# New Tubes for Vintage Wrist Rocket, needed!



## kenner (Dec 29, 2021)

Hi All!

My Wrist rocket is from the early 1970s; it could even be my original, from ~ 1960... It has the alum. forks and plastic pouch inserts. I used to use surgical tubing from the drug store. I'm now 65yrs old and the technology has left me in the geologic dust.

I've looked through a lot of diff bands and tubes and have NO clue as to what I should be looking for, for replacements and I'd like some suggestions/recommendations.

I don't know exactly where it is, right now, so I can't get a diam. on the frame, but it's NOT skinny and there never were any tips on the forks.

Thanks your your help!
Ken


----------



## Slingshooter01 (Oct 21, 2021)

You could try flat bands If they don't work you could Small tubes. the tubes you get from Walmart nowadays aren't very good


----------



## treefork (Feb 1, 2010)

Welcome to the forum . The stock bands aren't so good anyway . Mount a set of flat bands for ease of shooting and improved accuracy and power . Here is how .


----------



## kenner (Dec 29, 2021)

Thanks!! Can you recommend a best brand??


----------



## S.S. sLinGeR (Oct 17, 2013)

Welcome! You can use all different tubes and flatlands. Depending on the ammo weight your using. You can Also carve one from tree and cut cards too! Welcome to The aDiCicTiOn of shooters.


----------



## kenner (Dec 29, 2021)

Thank you!


----------



## KawKan (May 11, 2013)

Welcome to the Forum!
All of us have favorite latex setups, but most flatbands will perform well if they match the ammo you are using. 
Scroll down on this page for some pretty reliable guidance on matching bands and ammo if you are drawing to an anchor on your face (mouth, cheekbone, or ear, for example). 

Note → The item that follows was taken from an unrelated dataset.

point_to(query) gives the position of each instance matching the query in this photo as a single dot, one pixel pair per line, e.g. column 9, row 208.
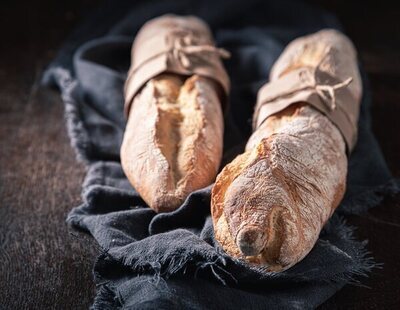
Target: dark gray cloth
column 165, row 261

Standard Flat Bands (7/16") | SimpleShot Slingshot Bands


Standard Flat Bands from SimpleShot Rubber Slingshot Bands - Made with SimpleShot Premium Latex. Not just a compromise, but an entirely new formulation of latex made specifically for SimpleShot, specifically for slingshot performance! Standard Band Size = 7/16" - 18mm x 22mm - 0.7mm thick...




simple-shot.com




If you are interested in pinching pennies, you can probably shoot 3/8-inch steel bearings or the Daisy Tracers (white 1/2-inch marbles) for a year or more with these bands.

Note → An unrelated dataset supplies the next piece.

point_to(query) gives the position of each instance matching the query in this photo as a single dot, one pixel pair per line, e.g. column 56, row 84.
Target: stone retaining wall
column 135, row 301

16pcs 0.75mm Slingshot Rubber Bands Replacement Flat Hunting Catapult Elastic Bungee Outdoor Shooting Game (Orange) : Sports & Outdoors


16pcs 0.75mm Slingshot Rubber Bands Replacement Flat Hunting Catapult Elastic Bungee Outdoor Shooting Game (Orange) : Sports & Outdoors



www.amazon.com




Notice that these come with a large (by Chinese production standards) pouch - which may seem tiny compared to the wrist rocket pouches, but they are really big enough.


----------